Become a frame chameleon

Each element of Nogs sunglasses can be rearranged giving the wearer dozens of styles in one frame


Remember the days when you could create an empire between the fireplace and the couch? 

Offering a dose of nostalgia for a time when dreams could be created one colourful block at a time is Nogs sunglasses – a fledgling company that creates frames which can be dismantled and rebuilt depending on a wearer’s mood or the occasion. 

Nogs sunglasses are completely modular, with each element of the frame able to be changed to provide a different look. 

Each box of Nogs sunglasses contains colourful, trendy or timeless options, the company reports. The first collection is centred around the “geek is in” trend with bold, colourful frames. 

A Indiegogo campaign with a goal of £20,000 has been launched to enable the company to extend its range of designs, colours, accessories and add a children’s range.

Nogs founder, Laurent Albouy, highlighted to OT: “Nogs wants to change the way we perceive eyewear, no longer as a costly necessity but as a fashion statement, a place for creative expression.” 

The company reports that assembling and disassembling the frames is a quick task because of its screwless design. The parts are clipped together with the help of a single tool that is attached to the frame. 

Asked by OT for his take on the concept, dispensing optician James Dawson said he thought it was a great idea for the consumer in principle. 

The flexibility in colour combinations will mean the product offers something for almost everyone, he shared.

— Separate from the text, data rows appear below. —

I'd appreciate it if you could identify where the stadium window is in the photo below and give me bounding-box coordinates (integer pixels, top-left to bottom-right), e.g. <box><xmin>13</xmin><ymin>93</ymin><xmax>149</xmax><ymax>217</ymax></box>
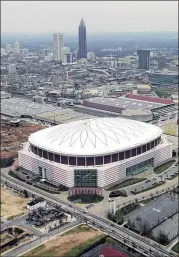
<box><xmin>61</xmin><ymin>155</ymin><xmax>68</xmax><ymax>165</ymax></box>
<box><xmin>77</xmin><ymin>157</ymin><xmax>85</xmax><ymax>166</ymax></box>
<box><xmin>104</xmin><ymin>155</ymin><xmax>111</xmax><ymax>164</ymax></box>
<box><xmin>96</xmin><ymin>156</ymin><xmax>103</xmax><ymax>165</ymax></box>
<box><xmin>131</xmin><ymin>148</ymin><xmax>136</xmax><ymax>157</ymax></box>
<box><xmin>124</xmin><ymin>150</ymin><xmax>131</xmax><ymax>160</ymax></box>
<box><xmin>147</xmin><ymin>143</ymin><xmax>150</xmax><ymax>151</ymax></box>
<box><xmin>55</xmin><ymin>154</ymin><xmax>60</xmax><ymax>163</ymax></box>
<box><xmin>119</xmin><ymin>152</ymin><xmax>124</xmax><ymax>161</ymax></box>
<box><xmin>112</xmin><ymin>153</ymin><xmax>118</xmax><ymax>162</ymax></box>
<box><xmin>151</xmin><ymin>141</ymin><xmax>155</xmax><ymax>148</ymax></box>
<box><xmin>142</xmin><ymin>145</ymin><xmax>146</xmax><ymax>153</ymax></box>
<box><xmin>38</xmin><ymin>149</ymin><xmax>42</xmax><ymax>157</ymax></box>
<box><xmin>38</xmin><ymin>166</ymin><xmax>42</xmax><ymax>177</ymax></box>
<box><xmin>30</xmin><ymin>145</ymin><xmax>34</xmax><ymax>153</ymax></box>
<box><xmin>137</xmin><ymin>147</ymin><xmax>141</xmax><ymax>155</ymax></box>
<box><xmin>34</xmin><ymin>146</ymin><xmax>37</xmax><ymax>155</ymax></box>
<box><xmin>69</xmin><ymin>157</ymin><xmax>76</xmax><ymax>166</ymax></box>
<box><xmin>43</xmin><ymin>151</ymin><xmax>48</xmax><ymax>159</ymax></box>
<box><xmin>86</xmin><ymin>157</ymin><xmax>94</xmax><ymax>166</ymax></box>
<box><xmin>48</xmin><ymin>152</ymin><xmax>53</xmax><ymax>161</ymax></box>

“It would be likely to appeal to those who change their fashion frequently,” he elaborated.  

However, Mr Dawson explained that the range would need to develop before there was a strong market for the product. 

“The actual choice of colour options, finishes and shapes would need to be greater to allow the consumer to build their own portfolio,” he added. 

There could also be potential issues with the fit of the sunglasses, Mr Dawson highlighted. 

“Relying on consumers to build their own could lead to issues with compliance,” he concluded.